Elle perd quelque 12 points par rapport à 2013, sa majorité absolue, et va être obligée de chercher une alliance inconfortable avec une ou plusieurs autres formations. Autre mauvaise nouvelle pour Mme Merkel, l’autre membre de sa coalition gouvernementale, les sociaux-démocrates du SPD, subissent une gifle avec 9-10% des voix. Les gagnants du scrutin sont les Verts, 2e avec 18-19%, et l’Alternative pour l’Allemagne (AfD), le parti d’extrême droite anti-Merkel et anti-migrant qui prend 11% des voix, au coude-à-coude avec les Freie Wähler, des conservateurs indépendants (11,5%). Les Libéraux du FDP (5%) ferment la marche.
Rien pour rassurer la chancelière allemande donc, d’autant que son propre parti, la CDU, doit faire face à un scrutin tout aussi ardu le 28 octobre en Hesse, Land que les conservateurs dirigent en coalition avec les écologistes. Ces deux scrutins « affecteront la politique nationale et en conséquence la réputation de la chancelière », a déjà prévenu vendredi le président de la chambre des députés et vétéran respecté de la CDU, Wolfgang Schäuble. La remarque n’est pas anodine: Angela Merkel doit affronter en décembre un vote de militants pour être reconduite à la tête de son parti.
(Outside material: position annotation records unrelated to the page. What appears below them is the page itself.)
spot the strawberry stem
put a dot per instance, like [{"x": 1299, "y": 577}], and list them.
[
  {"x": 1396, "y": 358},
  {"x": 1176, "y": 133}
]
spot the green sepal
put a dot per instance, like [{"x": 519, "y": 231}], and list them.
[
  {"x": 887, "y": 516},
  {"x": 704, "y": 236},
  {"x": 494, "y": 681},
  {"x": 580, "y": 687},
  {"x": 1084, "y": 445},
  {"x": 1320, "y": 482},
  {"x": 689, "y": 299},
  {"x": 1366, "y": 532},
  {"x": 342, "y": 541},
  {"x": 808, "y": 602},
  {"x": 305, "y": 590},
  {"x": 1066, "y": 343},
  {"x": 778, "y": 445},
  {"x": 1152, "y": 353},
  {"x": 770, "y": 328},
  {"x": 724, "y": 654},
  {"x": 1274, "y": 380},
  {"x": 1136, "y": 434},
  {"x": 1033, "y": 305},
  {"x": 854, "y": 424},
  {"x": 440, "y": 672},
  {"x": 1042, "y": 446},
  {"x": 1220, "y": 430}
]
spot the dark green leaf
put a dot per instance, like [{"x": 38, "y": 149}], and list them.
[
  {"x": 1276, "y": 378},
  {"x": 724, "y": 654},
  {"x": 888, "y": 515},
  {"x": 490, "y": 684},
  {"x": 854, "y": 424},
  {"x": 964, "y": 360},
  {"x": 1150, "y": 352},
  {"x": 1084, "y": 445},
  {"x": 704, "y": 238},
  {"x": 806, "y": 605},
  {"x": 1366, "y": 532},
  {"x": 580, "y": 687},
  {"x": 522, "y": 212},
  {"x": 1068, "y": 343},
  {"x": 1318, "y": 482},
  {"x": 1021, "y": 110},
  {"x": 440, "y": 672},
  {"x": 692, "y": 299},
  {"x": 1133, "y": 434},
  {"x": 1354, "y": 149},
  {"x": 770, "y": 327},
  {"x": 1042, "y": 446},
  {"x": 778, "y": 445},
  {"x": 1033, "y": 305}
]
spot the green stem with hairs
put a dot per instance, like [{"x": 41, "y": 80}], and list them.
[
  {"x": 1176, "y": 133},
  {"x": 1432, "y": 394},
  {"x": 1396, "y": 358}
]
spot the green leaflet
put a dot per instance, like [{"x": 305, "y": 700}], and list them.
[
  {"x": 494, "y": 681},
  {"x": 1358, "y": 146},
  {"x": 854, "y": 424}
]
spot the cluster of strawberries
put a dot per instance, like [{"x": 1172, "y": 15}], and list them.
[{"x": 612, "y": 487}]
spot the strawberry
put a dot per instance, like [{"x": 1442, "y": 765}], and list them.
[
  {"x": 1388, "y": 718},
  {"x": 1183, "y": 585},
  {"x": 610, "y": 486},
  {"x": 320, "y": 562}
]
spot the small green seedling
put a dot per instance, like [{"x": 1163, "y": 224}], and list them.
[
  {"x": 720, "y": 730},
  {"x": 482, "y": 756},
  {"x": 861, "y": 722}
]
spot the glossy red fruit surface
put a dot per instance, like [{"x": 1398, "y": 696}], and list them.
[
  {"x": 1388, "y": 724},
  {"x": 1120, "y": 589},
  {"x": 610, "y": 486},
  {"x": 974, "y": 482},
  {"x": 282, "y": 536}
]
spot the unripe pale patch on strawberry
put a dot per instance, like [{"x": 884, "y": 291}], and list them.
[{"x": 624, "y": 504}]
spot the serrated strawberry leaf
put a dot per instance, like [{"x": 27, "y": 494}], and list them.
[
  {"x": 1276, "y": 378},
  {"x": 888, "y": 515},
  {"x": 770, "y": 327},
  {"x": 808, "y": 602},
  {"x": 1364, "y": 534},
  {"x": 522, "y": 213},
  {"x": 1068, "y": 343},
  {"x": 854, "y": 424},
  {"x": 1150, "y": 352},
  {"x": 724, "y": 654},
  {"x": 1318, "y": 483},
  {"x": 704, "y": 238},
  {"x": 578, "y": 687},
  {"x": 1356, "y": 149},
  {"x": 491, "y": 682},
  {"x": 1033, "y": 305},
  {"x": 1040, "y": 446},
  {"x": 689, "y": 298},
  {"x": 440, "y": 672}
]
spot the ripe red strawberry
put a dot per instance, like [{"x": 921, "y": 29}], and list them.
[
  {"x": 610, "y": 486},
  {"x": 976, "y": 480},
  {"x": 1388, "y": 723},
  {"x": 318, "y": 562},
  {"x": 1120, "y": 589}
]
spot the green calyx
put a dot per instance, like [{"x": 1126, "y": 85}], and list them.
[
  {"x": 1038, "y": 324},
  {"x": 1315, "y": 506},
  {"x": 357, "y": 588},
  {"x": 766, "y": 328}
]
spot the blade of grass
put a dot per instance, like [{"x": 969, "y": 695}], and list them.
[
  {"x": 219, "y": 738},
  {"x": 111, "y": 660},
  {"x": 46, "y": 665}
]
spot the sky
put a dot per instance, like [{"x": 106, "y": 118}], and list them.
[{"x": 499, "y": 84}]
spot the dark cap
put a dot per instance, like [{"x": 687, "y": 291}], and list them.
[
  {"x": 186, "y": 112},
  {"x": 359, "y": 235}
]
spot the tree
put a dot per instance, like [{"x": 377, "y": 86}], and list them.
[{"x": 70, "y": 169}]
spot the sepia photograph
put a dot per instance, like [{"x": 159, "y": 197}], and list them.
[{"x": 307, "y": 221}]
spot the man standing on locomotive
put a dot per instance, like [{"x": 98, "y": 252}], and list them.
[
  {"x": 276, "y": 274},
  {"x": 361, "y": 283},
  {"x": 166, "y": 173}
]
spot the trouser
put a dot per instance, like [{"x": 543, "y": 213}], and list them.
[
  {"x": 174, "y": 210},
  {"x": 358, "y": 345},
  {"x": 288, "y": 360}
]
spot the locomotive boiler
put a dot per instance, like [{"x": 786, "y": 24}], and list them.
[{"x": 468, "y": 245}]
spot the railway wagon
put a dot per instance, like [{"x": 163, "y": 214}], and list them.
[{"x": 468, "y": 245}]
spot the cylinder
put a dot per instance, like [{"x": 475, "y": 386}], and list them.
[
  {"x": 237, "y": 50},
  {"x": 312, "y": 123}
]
Au pouvoir dans la première économie européenne depuis 13 ans, la chancelière allemande a connu une année très difficile, conséquence politique de sa décision de 2015 d’ouvrir l’Allemagne à plus d’un million de demandeurs d’asile. Même si elle a considérablement resserré l’accueil des migrants, Angela Merkel a été handicapée par l’essor de l’extrême droite aux législatives de septembre 2017. Elle a bataillé six mois durant pour former une coalition gouvernementale, finalement avec des sociaux-démocrates très récalcitrants.
Puis durant l’été 2018, c’est la CSU bavaroise qui s’est rebellée, conduite par son chef, le ministre de l’Intérieur Horst Seehofer, qui a risqué à deux reprises de faire tomber le gouvernement en poussant des thèmes chers à l’AfD afin de regagner le terrain perdu. Dans l’opinion, le désamour des Allemands pour ce gouvernement n’a lui cessé de croître. Le baromètre national publié dimanche par le quotidien Bild crédite le couple CDU/CSU d’un piètre 26%, quand le SPD végète à 17%, au même niveau que des Verts en pleine confiance et juste devant l’extrême droite (15%).
Illustrant cette recomposition du paysage politique, la stratégie droitière déployée ces derniers mois par la CSU pour regagner les voix conquises par l’AfD n’a pas eu l’effet escompté. Selon les enquêtes d’opinion, les citoyens tentés par l’extrême droite n’ont pas été convaincus de revenir dans le giron des conservateurs, et d’autres, plus modérés, se sont tournés vers les Verts. Autre problème pour la chancelière : les intentions du SPD, alors que des voix réclament bruyamment une sortie du gouvernement et une cure de jouvence dans l’opposition.
Face au séisme bavarois, de puissantes personnalités risquent aussi la suite de leur carrière, à commencer par Horst Seehofer, ministre de l’Intérieur et poil à gratter de Mme Merkel. Le chef du gouvernement bavarois, Markus Söder, lui aussi en danger, a rejeté, avant même le scrutin, la responsabilité d’une débâcle sur « Berlin ». Comprendre, M. Seehofer et la chancelière.